Cleveland Metropolitan School District (CMSD) CEO Eric Gordon told City Council Monday he’s planning to restart spring sports later this month and estimates a return to a hybrid model of in-person and remote learning on or about April 5, the week after spring break.

Gordon said that date for a return to any in-person learning is just an estimate.

“We are in remote [classes] through Feb. 26 at this point,” Gordon said. “Once we see how the vaccination process works this week, I’ll be able to update the community.”

As of mid-January, Gordon had hoped CMSD could make the switch to hybrid classes sometime in March.

Gordon also told Council Monday he plans to go ahead with the standard Feb. 22 resumption of activities for spring high school sports.

“So it’s baseball, softball, boys tennis and outdoor track and field,” Gordon said. “When we do move to hybrid, we also plan to implement our all-city arts programming. We already have plans in place for how to do socially distanced choir, orchestra, theater, those sorts of things.”

According to Tracy Martin-Thompson, Cleveland’s chief of prevention, intervention and opportunity for youth and young adults, the goal for the first week of shots is to administer vaccines to about 3,200 school staff members from public, non-public and charter schools at East Tech High School and Max Hayes High School in Cleveland.

“It goes beyond teachers and administrators,” Martin-Thompson said. “It includes bus drivers, security staff members, custodial staff members.
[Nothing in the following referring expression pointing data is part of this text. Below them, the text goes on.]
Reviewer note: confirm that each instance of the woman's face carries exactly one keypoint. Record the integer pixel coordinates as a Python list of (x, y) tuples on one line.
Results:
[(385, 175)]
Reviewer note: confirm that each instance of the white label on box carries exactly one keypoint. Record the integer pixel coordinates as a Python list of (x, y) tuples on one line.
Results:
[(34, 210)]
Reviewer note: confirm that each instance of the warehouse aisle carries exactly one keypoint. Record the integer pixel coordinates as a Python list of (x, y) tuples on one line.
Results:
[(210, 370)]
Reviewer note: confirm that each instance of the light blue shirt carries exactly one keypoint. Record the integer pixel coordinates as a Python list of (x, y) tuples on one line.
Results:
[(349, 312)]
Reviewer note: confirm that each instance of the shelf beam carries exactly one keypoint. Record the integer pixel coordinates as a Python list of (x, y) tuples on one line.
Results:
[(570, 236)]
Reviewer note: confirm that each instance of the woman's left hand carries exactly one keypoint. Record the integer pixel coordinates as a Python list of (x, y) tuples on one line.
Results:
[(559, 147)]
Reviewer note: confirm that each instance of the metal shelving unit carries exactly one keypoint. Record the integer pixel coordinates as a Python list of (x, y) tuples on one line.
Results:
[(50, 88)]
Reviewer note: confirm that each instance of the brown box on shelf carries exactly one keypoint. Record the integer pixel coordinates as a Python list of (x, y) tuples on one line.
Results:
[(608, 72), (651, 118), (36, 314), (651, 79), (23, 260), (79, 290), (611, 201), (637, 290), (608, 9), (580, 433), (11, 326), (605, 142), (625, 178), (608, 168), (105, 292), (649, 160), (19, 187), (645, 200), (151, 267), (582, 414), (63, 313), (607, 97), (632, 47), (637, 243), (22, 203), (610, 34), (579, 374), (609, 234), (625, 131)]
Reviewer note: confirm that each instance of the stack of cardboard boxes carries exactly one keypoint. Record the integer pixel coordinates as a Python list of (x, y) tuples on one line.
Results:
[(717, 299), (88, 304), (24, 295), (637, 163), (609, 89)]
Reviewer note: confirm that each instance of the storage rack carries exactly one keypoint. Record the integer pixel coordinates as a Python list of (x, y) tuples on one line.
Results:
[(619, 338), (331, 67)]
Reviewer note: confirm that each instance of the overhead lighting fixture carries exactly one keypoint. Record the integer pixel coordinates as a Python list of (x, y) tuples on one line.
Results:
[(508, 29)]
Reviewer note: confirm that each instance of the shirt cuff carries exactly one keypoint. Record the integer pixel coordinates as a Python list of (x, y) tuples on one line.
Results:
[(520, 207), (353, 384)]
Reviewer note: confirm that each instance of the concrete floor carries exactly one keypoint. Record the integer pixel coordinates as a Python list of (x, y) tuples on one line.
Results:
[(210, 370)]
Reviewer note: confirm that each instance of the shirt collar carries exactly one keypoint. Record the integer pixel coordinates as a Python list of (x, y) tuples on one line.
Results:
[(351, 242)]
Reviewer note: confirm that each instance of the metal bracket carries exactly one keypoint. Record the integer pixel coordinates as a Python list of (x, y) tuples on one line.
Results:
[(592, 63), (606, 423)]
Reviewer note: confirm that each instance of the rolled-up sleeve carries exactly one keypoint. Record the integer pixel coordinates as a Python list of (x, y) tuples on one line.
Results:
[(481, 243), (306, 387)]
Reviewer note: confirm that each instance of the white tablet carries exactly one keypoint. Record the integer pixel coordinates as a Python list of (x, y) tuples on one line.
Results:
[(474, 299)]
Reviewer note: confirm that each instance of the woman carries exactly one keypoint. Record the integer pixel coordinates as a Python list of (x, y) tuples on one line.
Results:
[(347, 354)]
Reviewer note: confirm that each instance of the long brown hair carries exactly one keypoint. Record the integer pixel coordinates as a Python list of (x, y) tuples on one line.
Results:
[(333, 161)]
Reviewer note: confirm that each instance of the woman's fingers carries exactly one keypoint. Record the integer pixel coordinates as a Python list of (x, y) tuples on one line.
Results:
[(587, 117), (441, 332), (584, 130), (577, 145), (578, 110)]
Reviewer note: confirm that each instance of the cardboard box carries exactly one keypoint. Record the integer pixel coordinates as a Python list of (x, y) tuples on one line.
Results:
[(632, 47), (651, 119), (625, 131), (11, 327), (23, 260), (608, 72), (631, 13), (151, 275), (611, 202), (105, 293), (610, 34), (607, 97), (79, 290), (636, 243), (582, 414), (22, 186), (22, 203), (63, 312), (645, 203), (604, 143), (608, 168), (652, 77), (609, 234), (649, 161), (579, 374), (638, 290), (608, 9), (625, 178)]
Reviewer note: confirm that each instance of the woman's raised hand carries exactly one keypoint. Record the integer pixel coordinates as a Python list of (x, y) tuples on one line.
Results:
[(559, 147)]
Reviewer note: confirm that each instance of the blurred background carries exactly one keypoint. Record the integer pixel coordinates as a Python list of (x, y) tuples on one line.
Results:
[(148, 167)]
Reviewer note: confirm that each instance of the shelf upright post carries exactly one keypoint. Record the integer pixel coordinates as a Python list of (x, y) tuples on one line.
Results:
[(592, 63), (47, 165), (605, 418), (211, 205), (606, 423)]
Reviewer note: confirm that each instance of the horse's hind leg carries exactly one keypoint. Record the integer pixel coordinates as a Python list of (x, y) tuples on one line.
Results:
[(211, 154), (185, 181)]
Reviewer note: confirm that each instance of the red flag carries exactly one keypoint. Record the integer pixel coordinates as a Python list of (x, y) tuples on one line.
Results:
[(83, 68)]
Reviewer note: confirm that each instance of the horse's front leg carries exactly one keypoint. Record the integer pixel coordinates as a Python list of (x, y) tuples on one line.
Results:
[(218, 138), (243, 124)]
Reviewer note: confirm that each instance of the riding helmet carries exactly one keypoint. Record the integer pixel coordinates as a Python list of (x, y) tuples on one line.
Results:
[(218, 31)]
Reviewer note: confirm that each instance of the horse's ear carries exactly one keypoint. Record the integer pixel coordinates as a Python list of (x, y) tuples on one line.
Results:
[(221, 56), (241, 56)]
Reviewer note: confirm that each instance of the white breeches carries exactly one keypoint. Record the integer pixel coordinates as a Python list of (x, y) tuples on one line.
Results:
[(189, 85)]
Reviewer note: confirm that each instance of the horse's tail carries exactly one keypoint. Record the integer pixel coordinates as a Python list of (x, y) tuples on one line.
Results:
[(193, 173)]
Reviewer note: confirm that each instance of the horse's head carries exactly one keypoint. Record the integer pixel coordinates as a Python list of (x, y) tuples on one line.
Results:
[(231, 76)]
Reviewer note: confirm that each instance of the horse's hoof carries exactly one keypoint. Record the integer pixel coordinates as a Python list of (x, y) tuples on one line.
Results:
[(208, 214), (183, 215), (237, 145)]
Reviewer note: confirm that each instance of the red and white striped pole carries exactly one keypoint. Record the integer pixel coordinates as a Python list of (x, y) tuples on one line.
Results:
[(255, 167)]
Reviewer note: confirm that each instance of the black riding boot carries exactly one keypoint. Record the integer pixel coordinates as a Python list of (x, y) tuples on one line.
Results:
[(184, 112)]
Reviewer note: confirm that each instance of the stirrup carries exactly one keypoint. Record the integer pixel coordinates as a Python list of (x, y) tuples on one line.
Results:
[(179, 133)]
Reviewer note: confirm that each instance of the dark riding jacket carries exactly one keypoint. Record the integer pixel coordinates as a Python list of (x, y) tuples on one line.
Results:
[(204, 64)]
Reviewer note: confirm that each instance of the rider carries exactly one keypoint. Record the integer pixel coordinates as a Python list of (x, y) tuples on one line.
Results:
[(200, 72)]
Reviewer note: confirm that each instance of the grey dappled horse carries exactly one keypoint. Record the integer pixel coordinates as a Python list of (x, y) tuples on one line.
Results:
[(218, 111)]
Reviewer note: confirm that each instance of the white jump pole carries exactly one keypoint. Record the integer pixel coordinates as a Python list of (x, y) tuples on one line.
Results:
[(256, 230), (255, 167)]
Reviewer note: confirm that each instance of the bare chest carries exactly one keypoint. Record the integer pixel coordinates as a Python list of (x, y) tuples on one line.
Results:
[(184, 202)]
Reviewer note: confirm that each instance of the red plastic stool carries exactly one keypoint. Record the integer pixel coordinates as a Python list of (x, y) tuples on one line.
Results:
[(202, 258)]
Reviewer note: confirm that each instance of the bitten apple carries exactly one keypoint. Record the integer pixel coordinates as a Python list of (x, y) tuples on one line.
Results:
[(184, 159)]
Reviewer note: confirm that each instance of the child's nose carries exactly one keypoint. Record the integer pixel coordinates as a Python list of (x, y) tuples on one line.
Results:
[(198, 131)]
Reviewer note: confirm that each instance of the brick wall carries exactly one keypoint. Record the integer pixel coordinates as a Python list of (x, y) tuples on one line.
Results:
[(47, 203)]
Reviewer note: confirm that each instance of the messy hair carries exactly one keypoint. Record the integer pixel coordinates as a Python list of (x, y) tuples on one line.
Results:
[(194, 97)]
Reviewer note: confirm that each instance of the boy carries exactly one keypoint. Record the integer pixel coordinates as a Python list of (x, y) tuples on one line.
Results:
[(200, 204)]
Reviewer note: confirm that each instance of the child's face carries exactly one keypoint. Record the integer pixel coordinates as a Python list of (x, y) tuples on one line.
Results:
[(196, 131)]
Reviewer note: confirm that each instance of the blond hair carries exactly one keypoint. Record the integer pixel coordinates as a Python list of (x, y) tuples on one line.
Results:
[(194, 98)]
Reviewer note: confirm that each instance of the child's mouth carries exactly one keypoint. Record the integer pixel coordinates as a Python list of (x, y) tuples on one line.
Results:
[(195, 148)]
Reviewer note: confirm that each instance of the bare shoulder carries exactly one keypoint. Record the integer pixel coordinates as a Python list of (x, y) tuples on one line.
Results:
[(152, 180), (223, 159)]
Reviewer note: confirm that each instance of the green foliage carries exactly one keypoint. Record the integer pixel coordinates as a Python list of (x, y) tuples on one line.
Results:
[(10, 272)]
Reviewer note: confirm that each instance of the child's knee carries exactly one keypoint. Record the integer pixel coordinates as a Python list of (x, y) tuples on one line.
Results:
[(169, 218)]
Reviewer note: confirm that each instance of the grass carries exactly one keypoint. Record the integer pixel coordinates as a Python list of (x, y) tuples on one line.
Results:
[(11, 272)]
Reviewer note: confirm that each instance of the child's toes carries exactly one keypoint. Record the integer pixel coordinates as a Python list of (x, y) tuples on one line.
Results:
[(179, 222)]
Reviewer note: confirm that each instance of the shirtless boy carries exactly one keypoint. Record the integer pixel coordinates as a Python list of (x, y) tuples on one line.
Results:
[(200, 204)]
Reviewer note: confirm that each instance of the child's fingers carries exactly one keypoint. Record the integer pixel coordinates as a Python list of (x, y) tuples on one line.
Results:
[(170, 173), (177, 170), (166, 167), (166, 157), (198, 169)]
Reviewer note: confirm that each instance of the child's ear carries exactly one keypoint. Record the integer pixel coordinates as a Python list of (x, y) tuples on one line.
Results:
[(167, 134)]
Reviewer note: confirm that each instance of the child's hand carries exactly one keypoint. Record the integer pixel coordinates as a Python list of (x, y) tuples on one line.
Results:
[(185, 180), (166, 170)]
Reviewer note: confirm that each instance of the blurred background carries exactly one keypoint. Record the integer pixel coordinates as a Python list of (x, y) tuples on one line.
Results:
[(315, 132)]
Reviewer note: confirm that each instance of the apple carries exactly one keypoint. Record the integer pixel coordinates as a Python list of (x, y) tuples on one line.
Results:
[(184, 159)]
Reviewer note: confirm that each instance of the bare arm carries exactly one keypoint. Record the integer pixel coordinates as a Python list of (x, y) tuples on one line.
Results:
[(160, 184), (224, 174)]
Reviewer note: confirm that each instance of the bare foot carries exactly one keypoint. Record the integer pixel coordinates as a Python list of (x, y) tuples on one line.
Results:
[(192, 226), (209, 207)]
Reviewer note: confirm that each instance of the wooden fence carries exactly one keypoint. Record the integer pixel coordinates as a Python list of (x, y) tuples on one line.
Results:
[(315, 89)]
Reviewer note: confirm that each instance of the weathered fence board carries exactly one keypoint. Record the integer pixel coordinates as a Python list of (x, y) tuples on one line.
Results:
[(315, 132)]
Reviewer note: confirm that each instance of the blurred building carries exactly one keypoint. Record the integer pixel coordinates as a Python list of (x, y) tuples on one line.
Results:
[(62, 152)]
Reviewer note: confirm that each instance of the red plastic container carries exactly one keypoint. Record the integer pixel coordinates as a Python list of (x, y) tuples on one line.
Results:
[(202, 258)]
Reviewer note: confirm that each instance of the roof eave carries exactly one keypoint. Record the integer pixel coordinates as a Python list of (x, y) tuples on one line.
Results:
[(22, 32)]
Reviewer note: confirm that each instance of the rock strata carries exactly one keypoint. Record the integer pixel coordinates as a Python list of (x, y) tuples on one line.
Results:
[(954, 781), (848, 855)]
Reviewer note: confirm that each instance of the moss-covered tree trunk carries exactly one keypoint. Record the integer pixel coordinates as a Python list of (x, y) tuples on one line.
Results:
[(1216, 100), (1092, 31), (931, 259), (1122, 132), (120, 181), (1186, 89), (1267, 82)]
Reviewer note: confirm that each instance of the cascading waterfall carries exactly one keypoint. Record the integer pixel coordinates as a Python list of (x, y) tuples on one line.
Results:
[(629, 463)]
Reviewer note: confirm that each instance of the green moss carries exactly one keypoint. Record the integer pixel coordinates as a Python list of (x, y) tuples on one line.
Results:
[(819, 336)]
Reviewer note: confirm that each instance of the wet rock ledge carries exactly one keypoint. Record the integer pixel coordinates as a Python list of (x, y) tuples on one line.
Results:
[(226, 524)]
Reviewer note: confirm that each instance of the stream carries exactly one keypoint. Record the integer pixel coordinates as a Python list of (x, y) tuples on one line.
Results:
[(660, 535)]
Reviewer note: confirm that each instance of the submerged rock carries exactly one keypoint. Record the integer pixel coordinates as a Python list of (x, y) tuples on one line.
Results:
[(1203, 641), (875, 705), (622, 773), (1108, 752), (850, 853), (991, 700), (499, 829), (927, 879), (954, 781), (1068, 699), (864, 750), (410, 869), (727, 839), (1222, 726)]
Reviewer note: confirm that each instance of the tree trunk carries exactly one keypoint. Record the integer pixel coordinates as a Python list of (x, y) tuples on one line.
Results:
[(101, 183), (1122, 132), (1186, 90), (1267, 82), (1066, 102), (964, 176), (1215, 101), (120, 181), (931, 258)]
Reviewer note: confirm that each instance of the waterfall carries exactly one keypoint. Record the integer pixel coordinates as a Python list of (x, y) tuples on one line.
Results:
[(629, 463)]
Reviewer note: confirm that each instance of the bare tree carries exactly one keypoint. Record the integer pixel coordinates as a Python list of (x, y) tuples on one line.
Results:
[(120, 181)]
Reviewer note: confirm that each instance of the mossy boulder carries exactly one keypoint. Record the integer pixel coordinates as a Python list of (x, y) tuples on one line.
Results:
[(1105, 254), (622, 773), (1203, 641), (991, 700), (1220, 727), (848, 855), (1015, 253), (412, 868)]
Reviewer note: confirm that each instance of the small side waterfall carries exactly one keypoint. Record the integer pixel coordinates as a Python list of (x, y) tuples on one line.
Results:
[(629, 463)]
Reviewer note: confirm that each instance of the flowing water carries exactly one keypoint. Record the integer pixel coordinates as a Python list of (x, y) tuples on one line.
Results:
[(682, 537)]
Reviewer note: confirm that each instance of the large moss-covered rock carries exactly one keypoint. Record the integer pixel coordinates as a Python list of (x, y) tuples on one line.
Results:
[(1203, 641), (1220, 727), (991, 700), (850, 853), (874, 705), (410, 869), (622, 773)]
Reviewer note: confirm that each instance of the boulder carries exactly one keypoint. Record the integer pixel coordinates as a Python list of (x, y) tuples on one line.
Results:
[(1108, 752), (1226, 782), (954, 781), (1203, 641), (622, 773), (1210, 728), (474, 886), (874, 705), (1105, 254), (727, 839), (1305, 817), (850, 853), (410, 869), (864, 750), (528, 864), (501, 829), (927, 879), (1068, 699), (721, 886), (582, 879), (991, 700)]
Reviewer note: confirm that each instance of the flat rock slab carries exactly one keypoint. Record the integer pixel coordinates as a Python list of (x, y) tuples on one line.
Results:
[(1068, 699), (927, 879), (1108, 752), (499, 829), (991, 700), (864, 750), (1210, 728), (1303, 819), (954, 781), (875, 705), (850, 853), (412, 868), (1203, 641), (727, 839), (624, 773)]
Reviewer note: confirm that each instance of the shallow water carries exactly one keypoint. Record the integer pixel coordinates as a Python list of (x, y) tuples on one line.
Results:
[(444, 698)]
All of the individuals that are critical to ensuring that schools are operating.”

Based on surveys conducted by the city, a little more than 6,000 Cleveland school staff members have agreed to be vaccinated, Martin-Thompson added, including CMSD staff and those from other schools.

Gordon said the goal is to administer the first dose to everyone who wants it by the end of next week and to have the second round of doses done sometime in March.

Based on the school system’s most recent parent survey, almost half of CMSD students would be kept in all-remote learning after the teachers and staff are vaccinated and schools return to part-time, in-person learning.

Gordon said that complicates the decision about when to move to hybrid learning.

“We certainly are obviously looking at the public health data, the vaccination data,” Gordon said. “But also the very incredible puzzle of how you cause the least disruption as possible with teachers and class assignments when half your kids are likely not to come back to the classroom while the other half do.”